Both governments share the same ‘performative’ trait: they make announcements that they describe as historic but they have not yet had any impact on people’s day-to-day lives, which, according to the Chilean political scientist, could also lead to their demise.

An environmentalist Petro

Gustavo Petro’s government is the newest of the three. He has been head of state in Colombia for little more than two months and it is the first time a political project that calls itself progressive has risen to the highest level of executive power in Colombia.

Petro took office on 7 August 2022 and in the weeks since then has tried to push forward several ambitious agendas: a progressive tax reform that has met with reticence from the private sector; steps towards land redistribution through agreements with a sector historically hostile to this policy, such as the livestock sector; and the opening of negotiation and ‘submission’ processes with all types of illegal armed groups, with a view to achieving what he has grandiloquently called “total peace”.

For Valeria Coronel, these political projects need to be read in terms of their relationship with the elites.

While in Chile these are elites with long-standing business expertise and state backing, in Colombia they have been formed in the regions, “not to build a Colombian nation, but to guarantee their power through an oligarchic pact” that has excluded the country’s lower classes since the 19th century and is still in place today. For the academic, however, this oligarchic order is not being replaced but challenged by historically excluded groups.

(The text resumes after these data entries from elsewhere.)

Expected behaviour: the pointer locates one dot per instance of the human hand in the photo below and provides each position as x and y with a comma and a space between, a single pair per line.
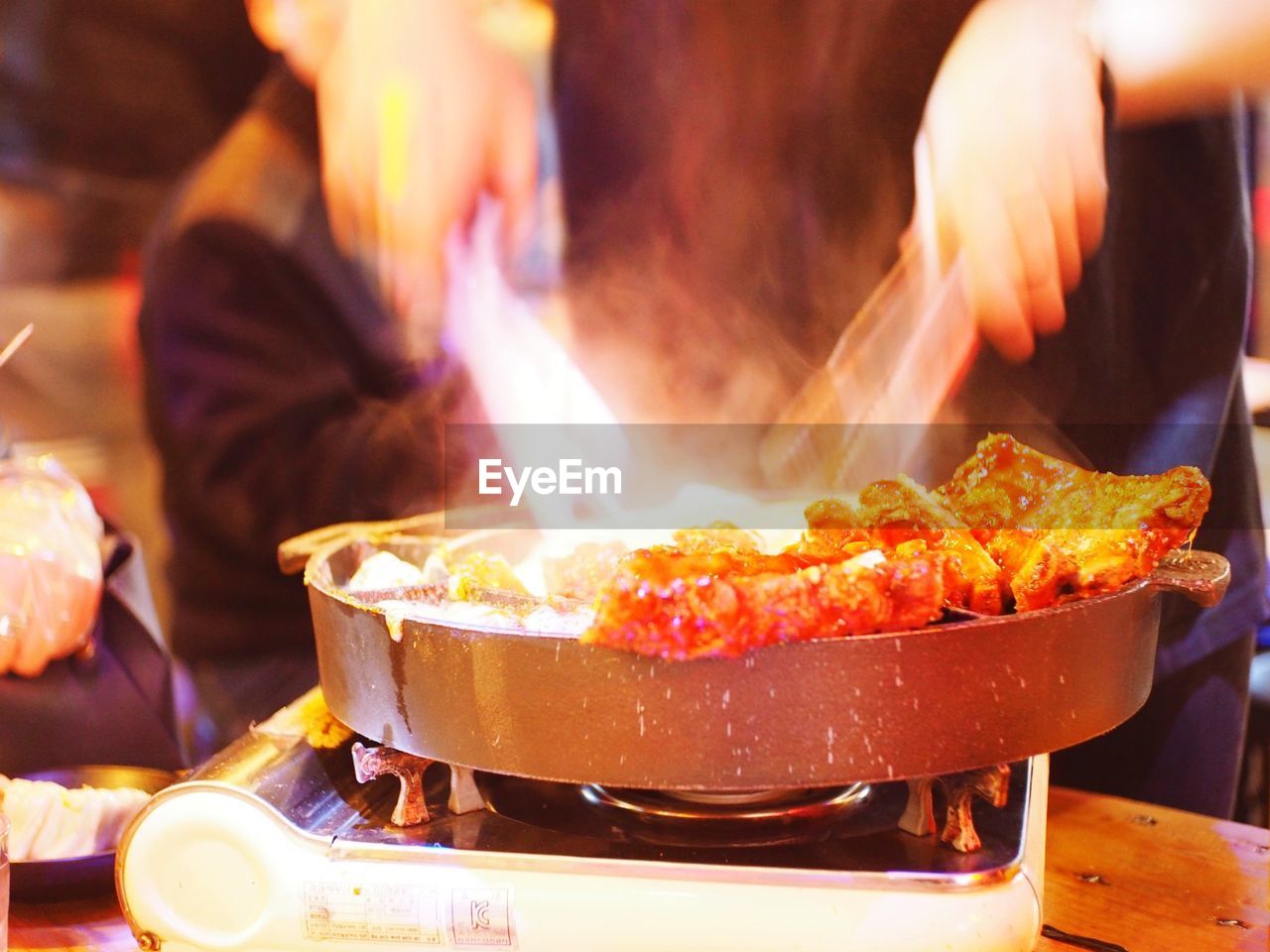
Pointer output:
50, 565
418, 116
1014, 137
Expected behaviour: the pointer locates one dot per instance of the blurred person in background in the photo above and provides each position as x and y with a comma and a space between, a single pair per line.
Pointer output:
290, 382
103, 103
282, 395
744, 162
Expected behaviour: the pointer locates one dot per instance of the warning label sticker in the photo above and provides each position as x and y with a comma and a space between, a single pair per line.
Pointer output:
372, 912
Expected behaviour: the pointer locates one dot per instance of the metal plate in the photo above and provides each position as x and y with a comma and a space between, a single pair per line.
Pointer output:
934, 701
84, 875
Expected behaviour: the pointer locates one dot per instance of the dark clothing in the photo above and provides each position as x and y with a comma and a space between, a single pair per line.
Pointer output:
1183, 748
275, 386
748, 173
114, 707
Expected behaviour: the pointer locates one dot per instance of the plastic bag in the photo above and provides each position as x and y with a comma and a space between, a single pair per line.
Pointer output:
50, 565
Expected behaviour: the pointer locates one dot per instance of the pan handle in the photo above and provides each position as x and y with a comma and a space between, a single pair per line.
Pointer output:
294, 553
1202, 576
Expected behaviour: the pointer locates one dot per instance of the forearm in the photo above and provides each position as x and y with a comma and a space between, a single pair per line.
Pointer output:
1171, 59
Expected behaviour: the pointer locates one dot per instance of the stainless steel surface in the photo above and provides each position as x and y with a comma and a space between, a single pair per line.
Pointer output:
82, 875
945, 698
552, 825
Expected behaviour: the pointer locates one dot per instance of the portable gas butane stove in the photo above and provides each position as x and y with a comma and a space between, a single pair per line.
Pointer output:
824, 794
276, 846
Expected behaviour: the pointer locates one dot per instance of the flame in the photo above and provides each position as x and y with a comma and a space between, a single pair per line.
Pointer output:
521, 372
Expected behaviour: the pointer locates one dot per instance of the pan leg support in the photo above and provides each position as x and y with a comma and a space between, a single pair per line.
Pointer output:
368, 763
991, 783
919, 817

As part of this inclusion process, Petro is promoting a change in the narrative on drugs and more differentiated responsibilities with regard to climate change. He is asking the world to swap foreign debt for environmental services and is pushing for an energy transition that has the business community’s hair standing on end, having suggested an end to new oil, gas and coal exploration, with all that this might represent in fiscal terms.

The stories of Peru, Chile and Colombia are different, for example, in terms of the role of ethnicity in shaping their nations and the rise of these governments, but Coronel believes that in all three cases these projects “offer a combination of democratisation, the inclusion of people-centred agendas within the democratic project, and the regulation of capital rather than the policy of open concessions over territories”. This regulation, she clarifies, is not “post-capitalist”, it does not go beyond capitalism, but seeks to contain it for the benefit of certain population groups, which are different in each country.

This applies both to Colombia, a country where all the governments of contemporary times have been liberal or conservative, and to Chile, where the left has been in power, in the form of the now dissolved Concertación coalition. These countries also have agendas that are clearer than that of Peru when it comes to gender and the environment. Boric was promoted, among others, by feminist movements, and gender equality is one of his banners. In Petro’s case, his vice president, Francia Márquez, represents both this struggle and those of Afro-Colombians.

Identity issues and the critique of the extractivist and oil-dependent model are a feature of these leftist parties that was not present on the traditional Marxist left.

Meanwhile, Pedro Castillo, despite his teacher and trade union origins, has profoundly conservative traits when it comes to gender. “He has conservative values, but it is not something that defines his political identity, because he is capable of negotiating,” says María Sosa Mendoza. The green and multicoloured flags waved by the Chilean and Colombian governments seem to be more absent in the Peruvian case.

It is too early for a full assessment of Boric, Petro or Castillo. Although they bring something new to the region, compared to previous projects and figures that have already governed and whose styles and scope are clearer, such as the recently elected Lula Da Silva in Brazil, their newness, their promises and performances are up against a complex economic reality that looks set to become even harsher, and that will undoubtedly force them to at least moderate their expectations and operate more within the realm of the possible.

This article has been translated from Spanish.